Jillian and the infants stay with Juana in Magdalena, which has become inundated with people fleeing repression, violence, and poverty for El Norte. This is the time of the “morally bereft” El Chillón (the crybaby) and his ICE minions, when children are ripped from their parents’ arms and refugees are summarily denied asylum.

Jillian, who had been drawing maps to show migrants the way to safety, realizes that the future is in the south, not the north, and draws a safe haven for the senile, damaged, and abandoned. Instead of a faith healer, Juana becomes a real-world healer by making Jillian’s vision into reality. She pawns her jewelry and turns her home into la Casa de los Olvidados, caring for Disorientados (elders with dementia), Soldados Heridos (wounded soldiers), and other forgotten ones.

One of her wards is Charlie-Carlos, a damaged veteran who becomes Jillian’s lover and is arrested by ICE for offering migrants humanitarian assistance. The final chapter tells his story while summarizing this precarious moment of our national history. Statements of political outrage are made by many of the characters, culminating in a courthouse speech by Charlie-Carlos’ mother that indicts the United States’ Latin American and immigration policies:

“Tell them, Charlie, remind them. Our fingerprints are all over the Northern Triangle. Remind them of our complicity in the overthrow of democratic governments, in the coups, in the massacres, in the disappearances, in the death squads, in the torture…”
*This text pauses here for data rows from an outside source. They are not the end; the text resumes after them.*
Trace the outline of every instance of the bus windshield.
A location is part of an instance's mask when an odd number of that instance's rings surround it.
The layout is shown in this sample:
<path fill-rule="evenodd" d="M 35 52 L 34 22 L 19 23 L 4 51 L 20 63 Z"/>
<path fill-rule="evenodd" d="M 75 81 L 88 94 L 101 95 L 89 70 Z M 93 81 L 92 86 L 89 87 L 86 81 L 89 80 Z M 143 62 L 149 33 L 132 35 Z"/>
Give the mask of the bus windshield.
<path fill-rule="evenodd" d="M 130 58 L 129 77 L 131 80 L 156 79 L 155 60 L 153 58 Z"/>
By mixing the profane with the allegorical, the author occasionally breaks the spell she casts with her resonant prose, richly drawn characters, and vividly imagined, fabulist plot. The realism of the characters’ heartfelt political judgments is unfortunately at the expense of the fantastical elements of the story.

Jillian in the Borderlands is an ambitious work that straddles geographical, metaphysical, and literary borders, marrying the social-justice novel with magical realism to render a disquieting portrait of the humanitarian toll of our immigration policies. In this era when the southern border is such a focal point of American politics, Alvarado focuses our attention on the liminal, warning us before we cross a boundary from which there is no return.

Alice Stephens is the author of the novel Famous Adopted People, a book reviewer, and a columnist for the Independent. An immigrant of Korean and Mexican heritage, she gave birth to her first son in the Southwest borderlands.